Au cours de cette année Calvin, un passage hebdomadaire du Réformateur de
Genève commenté, ou pas, par votre serviteur… Je ne suis absolument pas un spécialiste de la pensée de Calvin, il est possible que je dise des bêtises, mais c’est un auteur que j’aime bien
lire
L’Ecriture nous instruit aussi bien du droit usage des biens terrestres : chose qui n’est pas à négliger,
quand il est question de bien ordonner notre vie. Car si nous avons à vivre, il nous faut aussi user des aides nécessaires à la vie. Et même nous ne nous pouvons abstenir des choses qui semblent
plus servir à plaisir qu’à nécessité.
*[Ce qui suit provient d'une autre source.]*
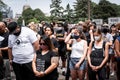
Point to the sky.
(44, 5)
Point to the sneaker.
(112, 74)
(63, 71)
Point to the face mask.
(97, 38)
(105, 30)
(76, 36)
(44, 47)
(17, 33)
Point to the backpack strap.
(103, 46)
(93, 44)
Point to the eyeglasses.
(42, 44)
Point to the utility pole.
(88, 9)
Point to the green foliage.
(57, 10)
(104, 10)
(68, 14)
(39, 15)
(27, 15)
(0, 16)
(81, 9)
(19, 21)
(30, 15)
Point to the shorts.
(73, 61)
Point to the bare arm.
(105, 55)
(54, 64)
(85, 53)
(88, 53)
(34, 66)
(68, 47)
(10, 54)
(36, 45)
(117, 47)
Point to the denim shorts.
(73, 61)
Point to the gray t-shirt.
(22, 48)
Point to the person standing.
(45, 61)
(78, 54)
(22, 44)
(97, 57)
(4, 49)
(117, 50)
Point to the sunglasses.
(42, 44)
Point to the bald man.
(4, 51)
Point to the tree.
(81, 9)
(0, 16)
(68, 14)
(57, 10)
(27, 15)
(104, 10)
(39, 15)
(3, 6)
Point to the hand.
(93, 67)
(37, 73)
(10, 62)
(90, 32)
(77, 65)
(97, 68)
(0, 53)
(42, 74)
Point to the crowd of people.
(87, 51)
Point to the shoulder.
(84, 41)
(52, 53)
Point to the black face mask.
(76, 36)
(17, 33)
(105, 30)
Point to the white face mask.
(97, 38)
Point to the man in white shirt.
(22, 44)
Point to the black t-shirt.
(3, 44)
(43, 62)
(60, 34)
(55, 43)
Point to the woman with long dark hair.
(97, 57)
(45, 61)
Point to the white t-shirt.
(108, 37)
(77, 49)
(22, 48)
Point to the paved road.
(61, 77)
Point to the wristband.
(44, 73)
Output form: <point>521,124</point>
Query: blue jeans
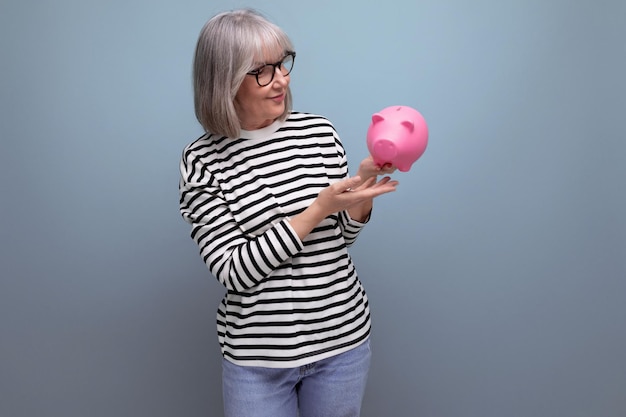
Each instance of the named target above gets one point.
<point>332,387</point>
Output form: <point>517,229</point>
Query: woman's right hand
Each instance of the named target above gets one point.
<point>338,197</point>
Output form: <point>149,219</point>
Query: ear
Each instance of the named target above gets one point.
<point>409,125</point>
<point>377,118</point>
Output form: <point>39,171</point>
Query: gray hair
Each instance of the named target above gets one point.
<point>227,47</point>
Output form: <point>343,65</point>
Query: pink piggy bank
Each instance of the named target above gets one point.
<point>397,135</point>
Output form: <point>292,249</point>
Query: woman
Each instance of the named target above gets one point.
<point>273,211</point>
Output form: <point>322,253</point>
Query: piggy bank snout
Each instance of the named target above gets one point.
<point>384,149</point>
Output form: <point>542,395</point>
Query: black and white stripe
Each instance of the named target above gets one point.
<point>289,302</point>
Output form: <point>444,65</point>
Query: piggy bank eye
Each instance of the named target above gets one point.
<point>409,125</point>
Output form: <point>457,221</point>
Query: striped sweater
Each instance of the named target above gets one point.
<point>288,302</point>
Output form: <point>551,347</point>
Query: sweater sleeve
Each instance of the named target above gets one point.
<point>238,261</point>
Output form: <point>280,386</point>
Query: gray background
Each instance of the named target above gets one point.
<point>496,273</point>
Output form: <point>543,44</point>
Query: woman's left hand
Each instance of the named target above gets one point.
<point>368,169</point>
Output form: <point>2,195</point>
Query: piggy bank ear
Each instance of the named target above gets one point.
<point>377,118</point>
<point>409,125</point>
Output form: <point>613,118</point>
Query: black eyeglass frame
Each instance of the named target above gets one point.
<point>275,65</point>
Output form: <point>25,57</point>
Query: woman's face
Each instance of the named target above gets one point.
<point>257,106</point>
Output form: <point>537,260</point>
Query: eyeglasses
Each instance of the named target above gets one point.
<point>265,74</point>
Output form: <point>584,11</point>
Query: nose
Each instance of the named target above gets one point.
<point>280,78</point>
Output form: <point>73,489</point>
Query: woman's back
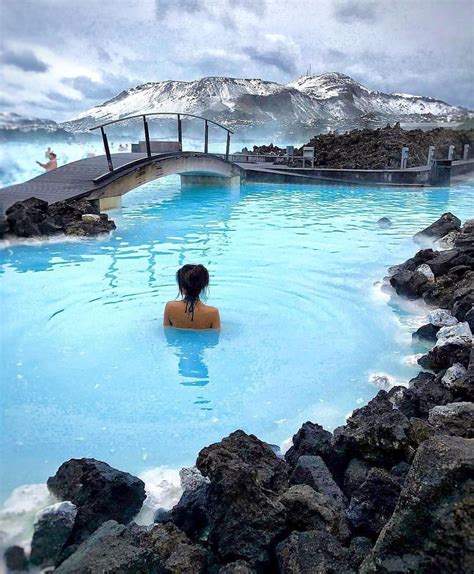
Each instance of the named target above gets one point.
<point>190,312</point>
<point>202,317</point>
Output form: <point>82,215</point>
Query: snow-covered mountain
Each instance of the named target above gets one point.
<point>331,98</point>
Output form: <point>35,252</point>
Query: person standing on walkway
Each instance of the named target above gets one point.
<point>51,164</point>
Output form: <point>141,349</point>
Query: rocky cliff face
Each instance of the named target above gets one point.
<point>244,104</point>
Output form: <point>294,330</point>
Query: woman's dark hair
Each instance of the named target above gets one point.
<point>192,280</point>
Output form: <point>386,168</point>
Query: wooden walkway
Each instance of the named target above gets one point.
<point>71,180</point>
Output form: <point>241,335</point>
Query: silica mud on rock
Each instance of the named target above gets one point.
<point>391,490</point>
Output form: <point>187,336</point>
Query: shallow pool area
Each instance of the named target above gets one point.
<point>88,369</point>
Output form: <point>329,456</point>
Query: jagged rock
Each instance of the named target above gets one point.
<point>90,218</point>
<point>15,559</point>
<point>99,491</point>
<point>443,262</point>
<point>190,514</point>
<point>420,430</point>
<point>177,554</point>
<point>454,419</point>
<point>24,217</point>
<point>441,227</point>
<point>90,228</point>
<point>111,549</point>
<point>460,333</point>
<point>4,227</point>
<point>242,450</point>
<point>52,528</point>
<point>400,471</point>
<point>377,433</point>
<point>454,373</point>
<point>431,527</point>
<point>313,552</point>
<point>312,471</point>
<point>424,393</point>
<point>441,318</point>
<point>421,257</point>
<point>34,217</point>
<point>448,241</point>
<point>239,567</point>
<point>373,503</point>
<point>411,284</point>
<point>425,270</point>
<point>356,473</point>
<point>469,318</point>
<point>246,479</point>
<point>312,439</point>
<point>359,549</point>
<point>307,509</point>
<point>445,356</point>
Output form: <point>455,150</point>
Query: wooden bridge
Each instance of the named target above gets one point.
<point>109,176</point>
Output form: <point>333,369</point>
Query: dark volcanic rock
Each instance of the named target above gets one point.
<point>238,567</point>
<point>359,549</point>
<point>307,509</point>
<point>240,450</point>
<point>424,393</point>
<point>312,471</point>
<point>25,217</point>
<point>454,419</point>
<point>246,480</point>
<point>432,526</point>
<point>446,223</point>
<point>373,503</point>
<point>52,529</point>
<point>34,217</point>
<point>313,552</point>
<point>426,332</point>
<point>411,284</point>
<point>15,559</point>
<point>111,549</point>
<point>444,356</point>
<point>190,514</point>
<point>377,433</point>
<point>99,491</point>
<point>356,473</point>
<point>312,439</point>
<point>177,554</point>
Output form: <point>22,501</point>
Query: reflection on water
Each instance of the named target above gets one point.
<point>190,348</point>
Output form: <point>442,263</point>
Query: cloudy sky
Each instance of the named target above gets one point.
<point>60,57</point>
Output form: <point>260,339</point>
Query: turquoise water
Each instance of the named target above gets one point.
<point>88,370</point>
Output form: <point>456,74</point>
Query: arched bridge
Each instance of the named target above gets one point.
<point>107,177</point>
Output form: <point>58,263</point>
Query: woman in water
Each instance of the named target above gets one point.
<point>190,312</point>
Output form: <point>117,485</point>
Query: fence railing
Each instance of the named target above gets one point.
<point>179,127</point>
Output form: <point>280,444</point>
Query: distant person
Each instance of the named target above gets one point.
<point>51,164</point>
<point>191,312</point>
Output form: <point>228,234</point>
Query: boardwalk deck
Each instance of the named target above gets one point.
<point>68,181</point>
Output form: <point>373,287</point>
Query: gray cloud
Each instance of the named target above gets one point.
<point>108,88</point>
<point>24,60</point>
<point>348,11</point>
<point>275,58</point>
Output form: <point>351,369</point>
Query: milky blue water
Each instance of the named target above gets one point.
<point>88,370</point>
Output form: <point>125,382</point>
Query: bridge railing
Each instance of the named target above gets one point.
<point>179,126</point>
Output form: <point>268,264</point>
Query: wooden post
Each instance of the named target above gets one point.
<point>107,150</point>
<point>180,131</point>
<point>147,137</point>
<point>227,147</point>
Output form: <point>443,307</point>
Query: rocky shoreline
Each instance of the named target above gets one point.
<point>390,491</point>
<point>34,217</point>
<point>379,148</point>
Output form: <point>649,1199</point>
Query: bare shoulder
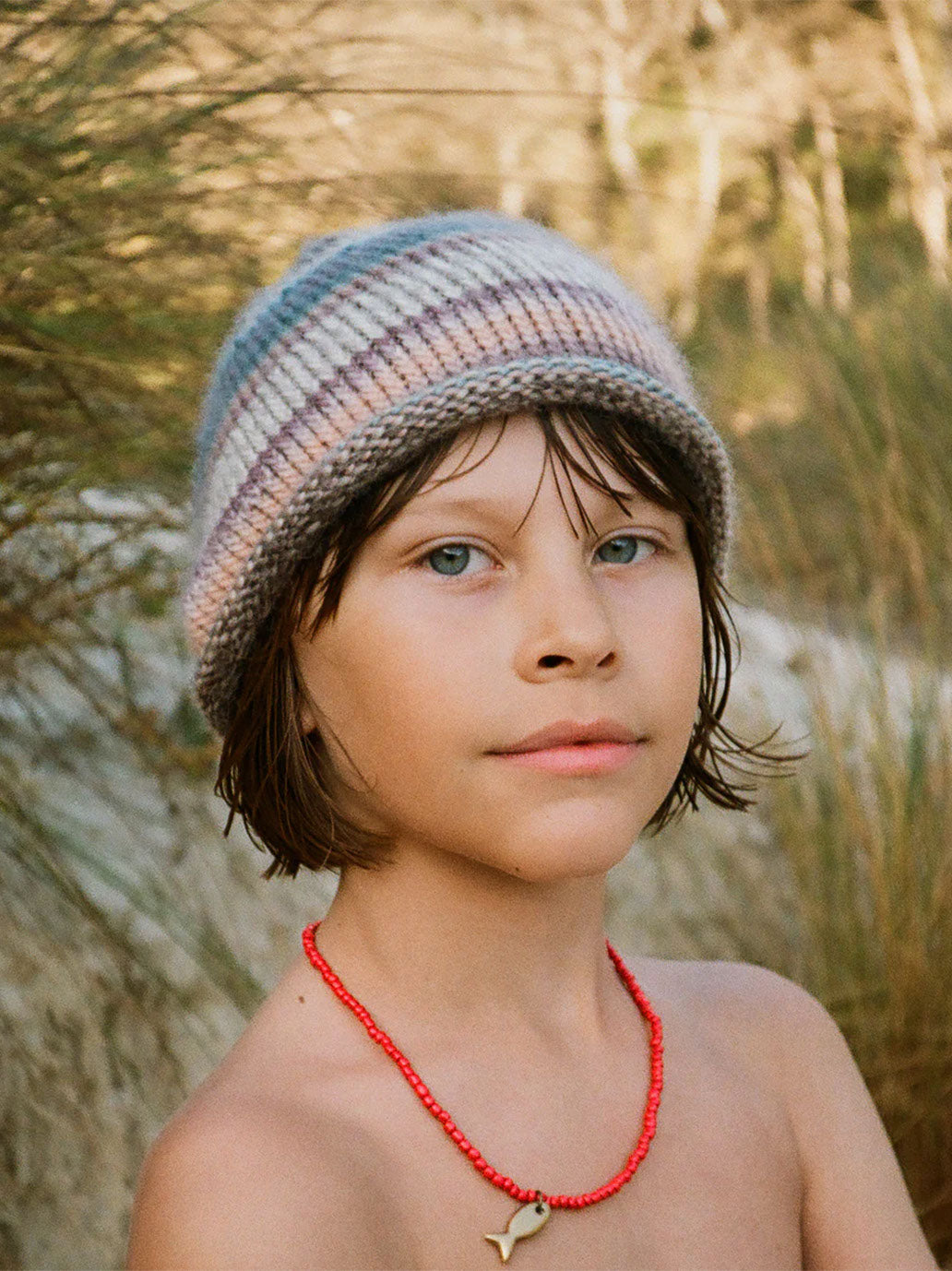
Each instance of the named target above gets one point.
<point>258,1170</point>
<point>857,1210</point>
<point>219,1189</point>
Il faut donc tenir quelque mesure, pour que nous en usions en pure et saine conscience, tant pour notre nécessité que pour notre délectation
(…)
Laissons donc là cette philosophie inhumaine qui ne concédant à l’homme nul usage des créatures de Dieu,
sinon pour sa nécessité, non seulement nous prive sans raison du fruit licite de la bonté divine : mais aussi ne peut avoir lieu, sinon qu’ayant dépouillé l’homme de tout sentiment, elle le rende
semblable à un tronc de bois.
Mais aussi, de l’autre côté, il ne faut pas moins diligemment aller au-devant de la concupiscence de notre
chair, qui se déborde sans mesure si elle n’est tenue sous bride, car il y en a certains (comme j’ai dit) qui, sous couverture de liberté, lui concèdent toutes choses.
Institution Chrétienne. Livre III §10. 1 et 3
Une citation de plus pour casser l’image de l’austère Calvin s’opposant à toute forme de plaisir. Pour Calvin
le plaisir est non seulement une aide nécessaire à la vie mais bien un des fruits de la bonté de Dieu dont il serait blasphématoire de se priver.